In any view of the subject it was the duty of appellants to act with due diligence in the prosecution of their case, and an unexplained delay of seven months was not a reasonable compliance with that requirement.
*156Therefore, without passing in any way upon the questions argued by counsel relative to the alleged right of the importers to proceed before Board 2, or relative to the authority of Board 3 to grant a rehearing of the case upon a motion filed by the importers more than 30 days after the date of the board’s decision upon the ground of laches alone the court is constrained to dismiss the present appeal.

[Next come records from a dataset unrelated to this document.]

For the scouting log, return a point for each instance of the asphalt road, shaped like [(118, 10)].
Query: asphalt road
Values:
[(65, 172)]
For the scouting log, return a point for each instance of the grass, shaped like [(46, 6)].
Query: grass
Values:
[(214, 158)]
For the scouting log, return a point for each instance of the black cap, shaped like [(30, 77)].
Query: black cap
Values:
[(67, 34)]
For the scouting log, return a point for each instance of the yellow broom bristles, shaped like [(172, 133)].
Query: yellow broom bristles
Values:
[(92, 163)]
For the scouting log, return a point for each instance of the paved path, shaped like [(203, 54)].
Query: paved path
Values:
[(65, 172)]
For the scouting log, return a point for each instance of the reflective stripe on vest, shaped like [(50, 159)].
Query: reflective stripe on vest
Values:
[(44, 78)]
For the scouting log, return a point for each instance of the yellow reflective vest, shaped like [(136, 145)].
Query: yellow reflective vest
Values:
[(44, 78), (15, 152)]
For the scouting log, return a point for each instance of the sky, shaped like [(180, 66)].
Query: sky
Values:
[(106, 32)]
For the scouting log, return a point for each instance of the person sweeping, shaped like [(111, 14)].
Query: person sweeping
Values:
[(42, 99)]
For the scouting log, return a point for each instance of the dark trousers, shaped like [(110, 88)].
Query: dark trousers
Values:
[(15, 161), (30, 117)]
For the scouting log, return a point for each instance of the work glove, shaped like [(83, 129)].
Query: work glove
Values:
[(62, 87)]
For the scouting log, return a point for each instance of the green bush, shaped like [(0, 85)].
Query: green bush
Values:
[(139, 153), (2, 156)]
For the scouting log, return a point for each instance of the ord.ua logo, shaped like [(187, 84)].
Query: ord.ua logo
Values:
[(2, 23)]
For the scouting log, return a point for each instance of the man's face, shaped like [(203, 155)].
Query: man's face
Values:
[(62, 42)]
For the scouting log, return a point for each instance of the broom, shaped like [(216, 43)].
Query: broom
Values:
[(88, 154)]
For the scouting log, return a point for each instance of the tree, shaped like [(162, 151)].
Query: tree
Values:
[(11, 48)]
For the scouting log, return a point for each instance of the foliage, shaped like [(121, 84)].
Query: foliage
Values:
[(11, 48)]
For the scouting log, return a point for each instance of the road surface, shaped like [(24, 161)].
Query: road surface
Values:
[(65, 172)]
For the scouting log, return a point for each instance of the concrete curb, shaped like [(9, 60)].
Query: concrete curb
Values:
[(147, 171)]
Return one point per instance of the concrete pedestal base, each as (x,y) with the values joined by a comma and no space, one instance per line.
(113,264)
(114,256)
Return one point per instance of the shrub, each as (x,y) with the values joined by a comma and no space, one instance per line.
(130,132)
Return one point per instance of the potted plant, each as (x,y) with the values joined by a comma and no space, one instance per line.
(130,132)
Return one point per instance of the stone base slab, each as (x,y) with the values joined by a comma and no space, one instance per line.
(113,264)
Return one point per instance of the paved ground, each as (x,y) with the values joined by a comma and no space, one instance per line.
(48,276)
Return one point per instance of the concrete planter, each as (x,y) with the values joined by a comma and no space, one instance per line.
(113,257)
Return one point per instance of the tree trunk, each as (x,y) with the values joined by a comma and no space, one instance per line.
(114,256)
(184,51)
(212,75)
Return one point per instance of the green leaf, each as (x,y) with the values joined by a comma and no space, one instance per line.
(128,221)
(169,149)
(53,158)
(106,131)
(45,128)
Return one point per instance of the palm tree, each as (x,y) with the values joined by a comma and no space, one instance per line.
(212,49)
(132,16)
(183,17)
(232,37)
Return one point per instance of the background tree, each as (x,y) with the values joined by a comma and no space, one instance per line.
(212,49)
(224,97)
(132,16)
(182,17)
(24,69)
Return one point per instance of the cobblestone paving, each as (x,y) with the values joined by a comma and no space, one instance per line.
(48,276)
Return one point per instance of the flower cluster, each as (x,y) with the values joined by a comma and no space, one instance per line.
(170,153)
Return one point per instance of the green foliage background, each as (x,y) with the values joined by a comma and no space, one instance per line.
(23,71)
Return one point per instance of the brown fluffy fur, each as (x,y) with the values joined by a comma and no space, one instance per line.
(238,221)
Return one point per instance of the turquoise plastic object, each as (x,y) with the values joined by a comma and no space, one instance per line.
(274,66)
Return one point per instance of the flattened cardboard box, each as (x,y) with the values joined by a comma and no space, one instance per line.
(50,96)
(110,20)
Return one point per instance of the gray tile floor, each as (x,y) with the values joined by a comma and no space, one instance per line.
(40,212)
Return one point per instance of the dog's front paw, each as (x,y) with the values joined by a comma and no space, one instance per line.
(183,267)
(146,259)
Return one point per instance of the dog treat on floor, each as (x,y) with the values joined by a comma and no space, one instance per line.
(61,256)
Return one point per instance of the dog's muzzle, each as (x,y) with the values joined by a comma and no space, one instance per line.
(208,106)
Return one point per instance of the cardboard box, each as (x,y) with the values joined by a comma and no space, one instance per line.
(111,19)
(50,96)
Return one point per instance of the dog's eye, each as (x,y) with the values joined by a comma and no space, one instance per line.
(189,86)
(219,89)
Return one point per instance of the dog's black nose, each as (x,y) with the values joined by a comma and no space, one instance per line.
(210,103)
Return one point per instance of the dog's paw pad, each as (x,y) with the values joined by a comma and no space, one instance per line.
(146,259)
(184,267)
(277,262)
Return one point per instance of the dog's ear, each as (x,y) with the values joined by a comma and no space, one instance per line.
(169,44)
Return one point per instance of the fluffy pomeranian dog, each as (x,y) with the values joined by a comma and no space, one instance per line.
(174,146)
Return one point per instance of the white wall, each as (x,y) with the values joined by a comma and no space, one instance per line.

In the case of United States v. Chas. J. Webb Sons Co. (Inc.), 16 Ct. Cust. Appls. 156, T. D. 42790, we also applied the doctrine of laches and said:

* * * The principle of law is well settled that neglect, for an unreasonable or unexplained length of time, under circumstances permitting diligence, to do what in law should have been done charges the one so acting with laches and implies a waiver of such legal rights as have been so neglected. See Corpus Juris 21, p. 210, and cases cited.

It is well established that an action may be dismissed by a court for failure of the plaintiff to prosecute it with due diligence. Corpus Juris 18, page 1191, and cases cited.

In conclusion, we think it proper to observe that while appellant’s counsel has presented insufficient grounds for the setting aside of the waiver made by him, we find nothing in the record to indicate that he was negligent in the performance of his duty to his client in the making of said waiver.

The decision of the United States Customs Court is affirmed.